Admitting the disparity in
pricing at its pharmacies, Narayan HKV, medical superintendent, Tata Memorial
Hospital, said in an email that there has been a 'collective failure' resulting
in the sale of the drug at the erstwhile price. “There has been an omission in
the supply chain management on the part of the company (Novartis India) and
their stockist in not recalling existing stocks proactively resulting in the
existing stocks being sold at a higher rate. On our part also we had not raised
a rejection note to achieve the same objective,” he said.
The confession sounds a
bit strange given that global multinational companies like Novartis boast of
stringent processes be it product quality or supply chain management. The same
goes with the healthcare service provider Tata Memorial that takes pride in
being an ethical entity providing service to people.
So
if both entities knew about it well in advance, what stopped them from taking
corrective measures?
And while Novartis in its
earlier repsonse had shrugged-off the responsibility saying credit notes are
issued in such cases of downward price revision, Tata Memorial claimed it never
received any such credit note. Reason, after receiving the price revision
communication, TMH executives should have checked for unsold stocks in their
inventory and informed Novartis about the same, which, we understand, never
happened.
In fact, the TMH
administration never bothered about this pricing disparity even when it was
brought to their notice in the form of a written complaint followed by an email
to the hospital's public relations officer. After being made to run around from
one office to another and being told 'we will get back to you on this' without
a deadline for the information or action to be taken, the only option left was
to make this matter public in the hope that it will finally grab attention from
the TMH administration.
So
how many patients were overcharged?
While Narayan stated that
pharmacies at TMH have sold seven vials of Sandostatin 20 mg variant to four
patients subsequent to the price revision, no details (number of units sold and
to how many patients) on other variants i.e. Sandostatin LAR 10 mg and 30mg
were shared.
Hence, it is unclear how
many patients in all may have been overcharged for these vials. Besides, it is
also not clear if the statistics shared included sales from pharmacies at other
TMH centres viz. Kharghar, Kolkata. Another hospital at Visakhapatnam (Andhra
Pradesh) is yet to become fully operational so it is unlikely any sale would
have happened there.
In fact, patients could
have saved much more if the hospital had prescribed an Octreotide generic of
the same strength instead of the Novartis branded Sandostatin LAR 20mg. For
instance, Octride Depot 20mg by Sun Pharmaceuticals carries a MRP of Rs 17,800
and is sold at Tata Memorial pharmacies for Rs 12,157.
This means, four vials of
generic could be bought for the price of one Novartis branded Sandostatin. And
since there is no time limit – in terms of how many injections are to be taken
every four weeks and for how long – opting for the generic Octreotide would
have resulted into significant savings in the long run.
What
happens next?
In its attempt to close
the matter Tata Memorial Hospital has chosen the reimbursement approach. “We
have decided to reimburse the difference in price to our patients and the same
will be recovered from the company as a credit note. M/s Novartis has also
agreed to compensate us to the extent of revision,” said Narayan in his email
response.
To be sure, dna also
sought details about patients who were overcharged for the Novartis branded
Sandostatin vials as well as how much will the reimbursement be. However, no
such details were shared by TMH administration.
However, as per our
analysis, based on TMH's assessment of the situation, the four patients /
family members between them are likely to receive Rs 1,33,000 for the seven
injections they were overcharged for. The figure arrived at is based on the
fact that new stock of Sandostatin LAR 20mg (post rejection of the old stock)
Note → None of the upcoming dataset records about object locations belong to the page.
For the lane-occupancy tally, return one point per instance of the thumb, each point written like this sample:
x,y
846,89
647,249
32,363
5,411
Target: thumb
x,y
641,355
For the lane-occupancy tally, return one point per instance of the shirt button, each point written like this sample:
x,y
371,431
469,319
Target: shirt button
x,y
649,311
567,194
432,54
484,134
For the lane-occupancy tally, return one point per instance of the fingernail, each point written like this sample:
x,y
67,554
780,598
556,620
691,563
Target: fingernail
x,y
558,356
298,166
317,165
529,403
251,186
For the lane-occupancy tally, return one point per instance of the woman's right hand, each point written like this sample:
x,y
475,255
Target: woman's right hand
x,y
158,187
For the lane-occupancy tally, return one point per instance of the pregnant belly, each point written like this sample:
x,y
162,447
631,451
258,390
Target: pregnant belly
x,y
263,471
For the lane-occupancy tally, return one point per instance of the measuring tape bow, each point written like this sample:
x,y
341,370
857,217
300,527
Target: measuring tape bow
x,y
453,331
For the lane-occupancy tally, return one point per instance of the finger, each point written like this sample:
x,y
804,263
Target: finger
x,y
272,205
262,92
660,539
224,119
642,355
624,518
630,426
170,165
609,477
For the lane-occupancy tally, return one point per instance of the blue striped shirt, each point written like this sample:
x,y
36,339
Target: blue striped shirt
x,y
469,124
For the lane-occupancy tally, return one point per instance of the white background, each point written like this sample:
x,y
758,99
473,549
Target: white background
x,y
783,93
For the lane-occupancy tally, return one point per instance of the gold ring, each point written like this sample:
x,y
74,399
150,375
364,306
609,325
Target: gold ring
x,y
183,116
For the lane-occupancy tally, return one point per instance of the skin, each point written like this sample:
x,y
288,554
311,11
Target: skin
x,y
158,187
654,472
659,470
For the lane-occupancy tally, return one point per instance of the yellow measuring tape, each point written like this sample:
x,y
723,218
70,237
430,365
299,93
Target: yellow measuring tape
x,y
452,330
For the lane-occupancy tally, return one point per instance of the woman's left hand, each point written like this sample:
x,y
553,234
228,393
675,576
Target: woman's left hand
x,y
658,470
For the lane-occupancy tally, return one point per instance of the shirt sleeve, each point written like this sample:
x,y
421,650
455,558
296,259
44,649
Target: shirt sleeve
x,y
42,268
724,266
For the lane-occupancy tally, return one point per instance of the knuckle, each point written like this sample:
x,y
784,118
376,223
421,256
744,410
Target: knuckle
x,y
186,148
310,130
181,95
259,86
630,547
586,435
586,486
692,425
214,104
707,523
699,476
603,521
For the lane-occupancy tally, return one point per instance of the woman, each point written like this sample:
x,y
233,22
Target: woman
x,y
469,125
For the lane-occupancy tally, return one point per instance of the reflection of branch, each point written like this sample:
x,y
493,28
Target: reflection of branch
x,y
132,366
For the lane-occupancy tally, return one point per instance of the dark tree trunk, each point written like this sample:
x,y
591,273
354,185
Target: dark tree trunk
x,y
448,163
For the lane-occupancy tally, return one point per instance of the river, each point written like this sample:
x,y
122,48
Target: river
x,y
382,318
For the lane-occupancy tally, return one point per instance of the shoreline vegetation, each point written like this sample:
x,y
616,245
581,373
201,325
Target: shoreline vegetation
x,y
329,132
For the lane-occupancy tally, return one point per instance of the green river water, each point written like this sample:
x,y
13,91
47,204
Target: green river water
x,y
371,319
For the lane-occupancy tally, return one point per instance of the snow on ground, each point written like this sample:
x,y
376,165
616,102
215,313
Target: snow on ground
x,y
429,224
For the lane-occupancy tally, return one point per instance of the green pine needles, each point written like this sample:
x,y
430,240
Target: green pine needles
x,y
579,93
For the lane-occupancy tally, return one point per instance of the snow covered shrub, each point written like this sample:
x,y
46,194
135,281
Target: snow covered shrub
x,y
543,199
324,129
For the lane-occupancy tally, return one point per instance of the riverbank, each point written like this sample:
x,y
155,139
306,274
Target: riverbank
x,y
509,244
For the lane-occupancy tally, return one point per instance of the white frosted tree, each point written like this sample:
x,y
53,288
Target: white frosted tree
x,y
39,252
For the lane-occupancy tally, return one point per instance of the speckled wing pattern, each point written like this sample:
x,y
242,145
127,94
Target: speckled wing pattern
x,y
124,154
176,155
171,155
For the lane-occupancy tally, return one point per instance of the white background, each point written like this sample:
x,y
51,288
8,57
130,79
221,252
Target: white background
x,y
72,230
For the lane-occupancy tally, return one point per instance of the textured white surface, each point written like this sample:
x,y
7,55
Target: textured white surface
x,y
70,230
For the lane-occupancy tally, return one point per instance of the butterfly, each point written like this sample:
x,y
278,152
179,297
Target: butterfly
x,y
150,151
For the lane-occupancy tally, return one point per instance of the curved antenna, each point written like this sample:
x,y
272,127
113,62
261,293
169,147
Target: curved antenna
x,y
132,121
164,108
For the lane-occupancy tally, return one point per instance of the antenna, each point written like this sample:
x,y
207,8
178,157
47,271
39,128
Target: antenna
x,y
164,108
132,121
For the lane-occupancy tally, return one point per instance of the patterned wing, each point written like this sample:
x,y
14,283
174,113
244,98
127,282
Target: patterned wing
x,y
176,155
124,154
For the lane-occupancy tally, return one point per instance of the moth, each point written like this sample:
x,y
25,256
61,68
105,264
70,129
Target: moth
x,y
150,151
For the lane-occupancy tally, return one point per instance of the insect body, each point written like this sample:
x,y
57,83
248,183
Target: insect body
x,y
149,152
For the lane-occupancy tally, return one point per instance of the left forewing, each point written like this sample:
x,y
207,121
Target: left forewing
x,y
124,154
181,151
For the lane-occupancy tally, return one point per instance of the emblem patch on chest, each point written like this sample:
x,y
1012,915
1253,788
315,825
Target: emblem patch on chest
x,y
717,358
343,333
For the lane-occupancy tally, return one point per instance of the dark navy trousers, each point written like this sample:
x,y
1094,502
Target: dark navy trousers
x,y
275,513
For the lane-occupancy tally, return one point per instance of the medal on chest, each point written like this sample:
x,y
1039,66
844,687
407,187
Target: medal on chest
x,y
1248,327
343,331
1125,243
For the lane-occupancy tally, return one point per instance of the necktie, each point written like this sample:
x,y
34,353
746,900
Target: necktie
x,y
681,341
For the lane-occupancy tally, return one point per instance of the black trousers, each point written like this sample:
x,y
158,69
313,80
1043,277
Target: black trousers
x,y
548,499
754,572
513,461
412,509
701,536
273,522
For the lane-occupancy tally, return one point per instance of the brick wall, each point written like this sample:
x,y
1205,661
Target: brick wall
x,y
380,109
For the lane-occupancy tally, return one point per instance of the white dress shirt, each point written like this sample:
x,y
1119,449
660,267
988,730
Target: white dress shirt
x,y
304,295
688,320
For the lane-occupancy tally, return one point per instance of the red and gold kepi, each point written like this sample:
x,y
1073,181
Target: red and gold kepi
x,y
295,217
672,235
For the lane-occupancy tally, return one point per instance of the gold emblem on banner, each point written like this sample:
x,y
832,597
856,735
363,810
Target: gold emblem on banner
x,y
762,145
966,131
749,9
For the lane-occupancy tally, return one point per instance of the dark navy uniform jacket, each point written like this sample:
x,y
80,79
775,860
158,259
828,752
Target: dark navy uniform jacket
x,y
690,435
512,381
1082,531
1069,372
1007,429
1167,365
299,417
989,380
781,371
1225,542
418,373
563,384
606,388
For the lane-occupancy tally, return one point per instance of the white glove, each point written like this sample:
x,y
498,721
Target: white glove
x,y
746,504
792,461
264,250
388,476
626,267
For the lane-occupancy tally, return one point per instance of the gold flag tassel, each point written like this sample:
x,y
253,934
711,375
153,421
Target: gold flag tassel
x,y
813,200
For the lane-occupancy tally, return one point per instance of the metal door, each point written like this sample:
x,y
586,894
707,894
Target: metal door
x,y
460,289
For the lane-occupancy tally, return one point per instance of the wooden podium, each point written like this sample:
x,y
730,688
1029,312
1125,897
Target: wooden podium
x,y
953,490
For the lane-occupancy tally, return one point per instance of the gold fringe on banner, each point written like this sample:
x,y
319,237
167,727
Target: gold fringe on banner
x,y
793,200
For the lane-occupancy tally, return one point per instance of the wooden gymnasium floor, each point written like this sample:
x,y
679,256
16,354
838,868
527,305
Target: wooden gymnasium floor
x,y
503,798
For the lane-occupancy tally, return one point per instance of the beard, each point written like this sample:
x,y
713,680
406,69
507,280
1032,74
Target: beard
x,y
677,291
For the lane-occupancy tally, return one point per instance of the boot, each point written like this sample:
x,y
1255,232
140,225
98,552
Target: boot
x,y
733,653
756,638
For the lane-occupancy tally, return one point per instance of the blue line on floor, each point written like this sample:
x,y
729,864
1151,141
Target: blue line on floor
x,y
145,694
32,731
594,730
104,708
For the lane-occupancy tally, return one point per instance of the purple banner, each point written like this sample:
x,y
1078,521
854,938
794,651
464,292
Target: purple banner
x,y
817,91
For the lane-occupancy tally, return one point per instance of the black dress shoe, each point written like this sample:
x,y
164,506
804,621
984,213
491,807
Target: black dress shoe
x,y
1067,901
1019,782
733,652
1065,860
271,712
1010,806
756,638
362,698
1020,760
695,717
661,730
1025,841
will be sold by pharmacies at Tata Memorial Hospital for around Rs 29,000-odd.
That's a price difference of a little over Rs 19,000 in comparison to the
earlier discounted price of Rs 48,296 for the same medicine.
Was
the issue specific to a particular medicine only?
While the issue being
discussed here primarily revolves around discrepancy in pricing of Novartis
branded Sandostatin variants, it certainly isn't an isolated incident but
something that could have grave repercussions in the overall scheme of things.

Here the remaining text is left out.